La question -fameuse- de Jésus à ses disciples en cette première moitié de l'évangile de Marc est une question qui nous es renvoyée, à nous, chrétiens du 21° siècle : « Pour vous, qui suis-je ? ».
Les réponses étaient déjà variées et indécises du vivant de Jésus, elles l'ont été plus encore dans les premiers siècles du christianisme et jusqu'à nos jours : simple prophète adopté par Dieu, simple apparence humaine de la Parole divine, personnage tantôt homme, tantôt Dieu, pure nature divine... pour en rester aux « classiques » parmi ce qu'on appelle les « hérésies » chrétiennes. Mais il y en eut bien d'autres où des dénominations et des concepts chrétiens, vite devenus incontournables, étaient simplement empruntés et plaqués sur des systèmes philosophico-religieux totalement étrangers et incompatibles dans leur fond par rapport au christianisme. Après 4 siècles d'expériences et de polémiques, l'Eglise voulut trouver les mots pour redire la foi profonde des apôtres. C'est ce qui fait du Credo que nous confessons chaque dimanche un texte devenu un peu obscur parce qu'il date (de l'an 321 pour l'essentiel) et que si peu de chrétiens (ni même l'enseignement religieux) ne s'intéressent à l'histoire de l'Eglise, à l'histoire de la foi, qui ne pourrait pourtant que nous enrichir et nous rendre un peu plus solide.

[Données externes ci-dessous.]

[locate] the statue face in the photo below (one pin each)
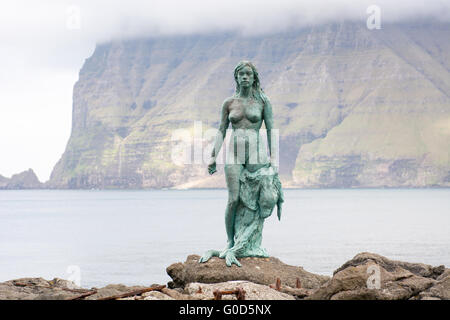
(245, 77)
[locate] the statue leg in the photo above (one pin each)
(232, 174)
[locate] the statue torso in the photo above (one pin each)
(245, 113)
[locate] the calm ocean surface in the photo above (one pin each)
(130, 237)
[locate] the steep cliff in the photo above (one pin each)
(355, 107)
(24, 180)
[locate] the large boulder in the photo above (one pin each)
(258, 270)
(371, 276)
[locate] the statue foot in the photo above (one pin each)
(230, 244)
(230, 258)
(208, 255)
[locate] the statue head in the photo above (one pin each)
(245, 74)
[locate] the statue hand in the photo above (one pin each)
(274, 165)
(212, 166)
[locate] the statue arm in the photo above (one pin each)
(268, 121)
(224, 123)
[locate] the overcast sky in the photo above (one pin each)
(43, 45)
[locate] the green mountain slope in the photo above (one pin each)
(355, 107)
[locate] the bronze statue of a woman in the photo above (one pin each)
(252, 179)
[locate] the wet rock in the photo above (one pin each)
(253, 291)
(36, 289)
(371, 276)
(258, 270)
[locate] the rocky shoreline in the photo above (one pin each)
(367, 276)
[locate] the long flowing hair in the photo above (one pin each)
(257, 92)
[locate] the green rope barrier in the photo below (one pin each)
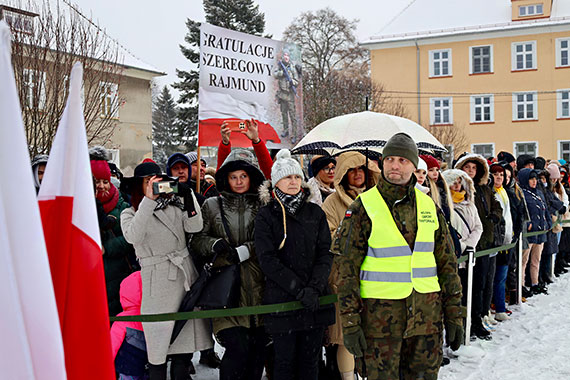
(235, 312)
(508, 246)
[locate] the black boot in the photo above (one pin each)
(180, 367)
(157, 372)
(210, 358)
(479, 331)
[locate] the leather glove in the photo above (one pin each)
(354, 340)
(222, 248)
(454, 335)
(309, 297)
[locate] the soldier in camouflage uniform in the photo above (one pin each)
(287, 77)
(397, 337)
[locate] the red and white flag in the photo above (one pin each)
(30, 338)
(69, 217)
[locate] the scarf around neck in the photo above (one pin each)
(292, 203)
(109, 199)
(457, 196)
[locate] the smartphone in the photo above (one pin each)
(237, 125)
(165, 187)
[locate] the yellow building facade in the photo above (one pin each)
(505, 82)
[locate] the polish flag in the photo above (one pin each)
(30, 338)
(69, 217)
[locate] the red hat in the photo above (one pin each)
(431, 162)
(100, 170)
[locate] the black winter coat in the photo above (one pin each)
(305, 260)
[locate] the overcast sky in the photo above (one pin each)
(153, 30)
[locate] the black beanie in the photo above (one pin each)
(401, 145)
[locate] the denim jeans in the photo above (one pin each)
(499, 288)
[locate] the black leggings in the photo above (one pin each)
(297, 354)
(245, 353)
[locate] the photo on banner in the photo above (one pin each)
(249, 77)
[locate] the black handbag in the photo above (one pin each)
(215, 288)
(222, 287)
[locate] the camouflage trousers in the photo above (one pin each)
(395, 358)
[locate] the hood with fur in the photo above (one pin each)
(482, 176)
(451, 175)
(266, 190)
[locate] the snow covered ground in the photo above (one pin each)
(534, 344)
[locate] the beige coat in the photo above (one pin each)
(335, 207)
(159, 238)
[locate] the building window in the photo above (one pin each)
(482, 109)
(563, 103)
(530, 10)
(527, 147)
(485, 150)
(34, 83)
(440, 63)
(441, 111)
(523, 55)
(565, 150)
(524, 106)
(109, 100)
(562, 52)
(481, 59)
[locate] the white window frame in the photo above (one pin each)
(559, 51)
(432, 62)
(516, 153)
(560, 151)
(471, 66)
(109, 100)
(479, 144)
(531, 10)
(29, 82)
(474, 106)
(432, 108)
(560, 102)
(526, 102)
(514, 54)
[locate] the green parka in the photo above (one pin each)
(240, 211)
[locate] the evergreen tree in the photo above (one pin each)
(240, 15)
(165, 127)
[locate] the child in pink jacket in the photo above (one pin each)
(127, 338)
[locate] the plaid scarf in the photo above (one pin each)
(164, 201)
(292, 203)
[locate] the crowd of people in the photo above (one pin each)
(384, 234)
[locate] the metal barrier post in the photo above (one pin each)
(521, 271)
(470, 264)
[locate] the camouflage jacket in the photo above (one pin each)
(418, 314)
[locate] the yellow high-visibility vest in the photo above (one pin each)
(390, 269)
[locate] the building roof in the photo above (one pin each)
(435, 18)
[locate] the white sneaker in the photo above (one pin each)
(502, 317)
(492, 319)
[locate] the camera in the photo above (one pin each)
(165, 187)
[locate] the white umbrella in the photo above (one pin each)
(358, 131)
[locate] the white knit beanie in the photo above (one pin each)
(284, 166)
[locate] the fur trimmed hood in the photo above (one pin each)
(265, 192)
(451, 175)
(482, 177)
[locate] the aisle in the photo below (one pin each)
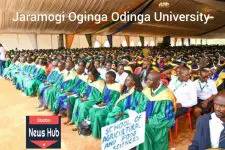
(14, 107)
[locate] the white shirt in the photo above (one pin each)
(185, 92)
(205, 90)
(2, 53)
(215, 127)
(121, 78)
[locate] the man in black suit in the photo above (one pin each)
(210, 131)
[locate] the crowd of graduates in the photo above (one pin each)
(103, 85)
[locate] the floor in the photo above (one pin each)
(14, 107)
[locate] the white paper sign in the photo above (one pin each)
(125, 134)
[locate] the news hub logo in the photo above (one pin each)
(43, 132)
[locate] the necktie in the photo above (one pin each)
(222, 138)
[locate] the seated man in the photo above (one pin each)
(66, 82)
(27, 70)
(159, 103)
(99, 113)
(92, 94)
(49, 81)
(184, 91)
(121, 75)
(54, 80)
(206, 91)
(34, 80)
(60, 104)
(129, 99)
(210, 131)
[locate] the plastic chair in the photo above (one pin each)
(188, 116)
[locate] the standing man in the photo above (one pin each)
(210, 131)
(159, 103)
(184, 91)
(2, 59)
(206, 92)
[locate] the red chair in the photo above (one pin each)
(188, 116)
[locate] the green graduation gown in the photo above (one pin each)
(51, 93)
(32, 83)
(94, 94)
(28, 70)
(129, 100)
(77, 86)
(160, 115)
(50, 80)
(98, 115)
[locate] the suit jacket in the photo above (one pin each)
(201, 140)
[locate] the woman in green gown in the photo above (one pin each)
(129, 99)
(99, 113)
(34, 80)
(92, 95)
(160, 105)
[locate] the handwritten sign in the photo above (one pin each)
(125, 134)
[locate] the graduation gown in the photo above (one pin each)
(129, 100)
(61, 86)
(160, 116)
(19, 73)
(7, 70)
(50, 80)
(32, 83)
(28, 70)
(94, 94)
(77, 87)
(98, 115)
(220, 82)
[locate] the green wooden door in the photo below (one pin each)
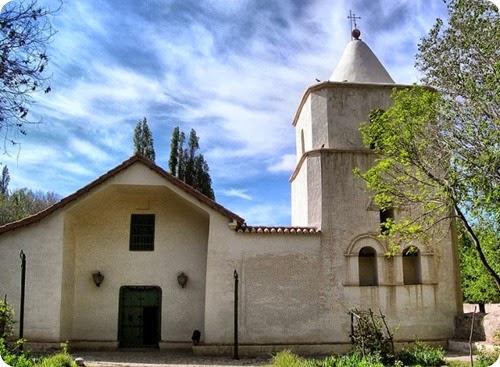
(139, 317)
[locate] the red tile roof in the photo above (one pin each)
(277, 229)
(134, 159)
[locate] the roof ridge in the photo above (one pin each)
(111, 173)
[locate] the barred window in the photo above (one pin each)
(142, 232)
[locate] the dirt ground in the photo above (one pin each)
(157, 358)
(162, 358)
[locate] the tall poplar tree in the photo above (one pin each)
(173, 162)
(4, 181)
(143, 140)
(187, 164)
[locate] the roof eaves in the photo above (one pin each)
(125, 164)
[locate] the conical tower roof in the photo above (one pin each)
(359, 64)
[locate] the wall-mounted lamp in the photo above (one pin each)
(98, 278)
(182, 279)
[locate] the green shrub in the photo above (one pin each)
(351, 360)
(286, 358)
(14, 356)
(422, 354)
(6, 319)
(485, 359)
(57, 360)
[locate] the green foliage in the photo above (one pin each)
(477, 285)
(24, 202)
(187, 164)
(57, 360)
(143, 140)
(14, 356)
(288, 359)
(4, 181)
(486, 359)
(439, 153)
(6, 319)
(173, 162)
(371, 335)
(421, 354)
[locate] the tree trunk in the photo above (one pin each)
(477, 245)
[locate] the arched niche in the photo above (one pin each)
(367, 266)
(412, 268)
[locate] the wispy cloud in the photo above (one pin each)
(286, 164)
(237, 193)
(233, 70)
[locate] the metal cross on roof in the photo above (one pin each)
(352, 17)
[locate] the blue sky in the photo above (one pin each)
(233, 70)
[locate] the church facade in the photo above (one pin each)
(138, 258)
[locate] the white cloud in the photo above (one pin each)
(237, 193)
(286, 164)
(89, 150)
(265, 214)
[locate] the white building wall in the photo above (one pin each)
(278, 285)
(42, 243)
(101, 231)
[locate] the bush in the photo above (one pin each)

Car les polémiques sur l'identité du Christ ne sont pas terminées. Elles renaissent sans cesse, les unes procédant d'une honnête volonté de recherche, d'autres volontairement pernicieuses, s'exprimant sous forme d'ouvrages savants, de romans de gare ou de films à scandale. Le New Age n'est sans doute pas le dernier des hochepots pseudo-philosophiques et religieux à s'en emparer. Le chrétien est là, comme le prophète Isaïe. Comme lui, il ne devrait ni se révolter, ni se dérober aux coups et quolibets de ses détracteurs. Il devrait être capable d'accueillir toutes les polémiques, même les plus injurieuses, sans condamner personne à mort mais en acceptant le débat. L'Eglise elle-même n'a pas toujours été fidèle à cette attitude d'ouverture, précisément dans les moments où elle a été plus soucieuse de son ancrage sociologique que de son ancrage biblique.
Cette attitude d'ouverture ne signifie cependant pas ouverture au relativisme ni au laxisme. Le serviteur de Dieu, le disciple, est aussi celui qui ne se révolte ni ne se dérobe devant le contenu et l'exigence de la Parole de Dieu. Il est celui qui écoute cette Parole pour s'en instruire et pour en témoigner. En témoigner « valablement », car il faut être prêt à s'expliquer sur sa foi comme au tribunal ; il faut être prêt à s'avancer soi-même et dire : « comparaissons ensemble ! ». C'est le deuxième pas que veut nous faire faire l'évangile. Il ne suffit pas de rapporter des opinions ni d'y croire que comme à une opinion. Jésus demande que l'on s'implique, que l'on s'engage, personnellement, et non pas seulement par rapport à une opinion mais par rapport à une relation personnelle. Et entre Dieu et l'homme, cette relation personnelle est celle de la foi.
La foi ! L'épître de Jacques complète utilement le tableau qui risquerait, sinon, d'être abstrait. La foi sans les ½uvres est une foi morte ! Non seulement la foi nous implique dans nos convictions, mais elle implique que l'on agisse, d'une action qui soit bien sûr témoignage de l'incarnation concrète du Salut annoncé par le Christ et donc pas de n'importe quel genre d'acte de bienfaisance. Voilà bien pourquoi la question de l'identité du Christ est-elle aussi importante maintenant qu'au 4° siècle ou que quand elle fut posée à Pierre. Toute notre vie en sera marquée (et peut-être même tel morceau de l'histoire du monde) si nous répondons au Christ comme et avec Pierre : « Tu es le Messie ».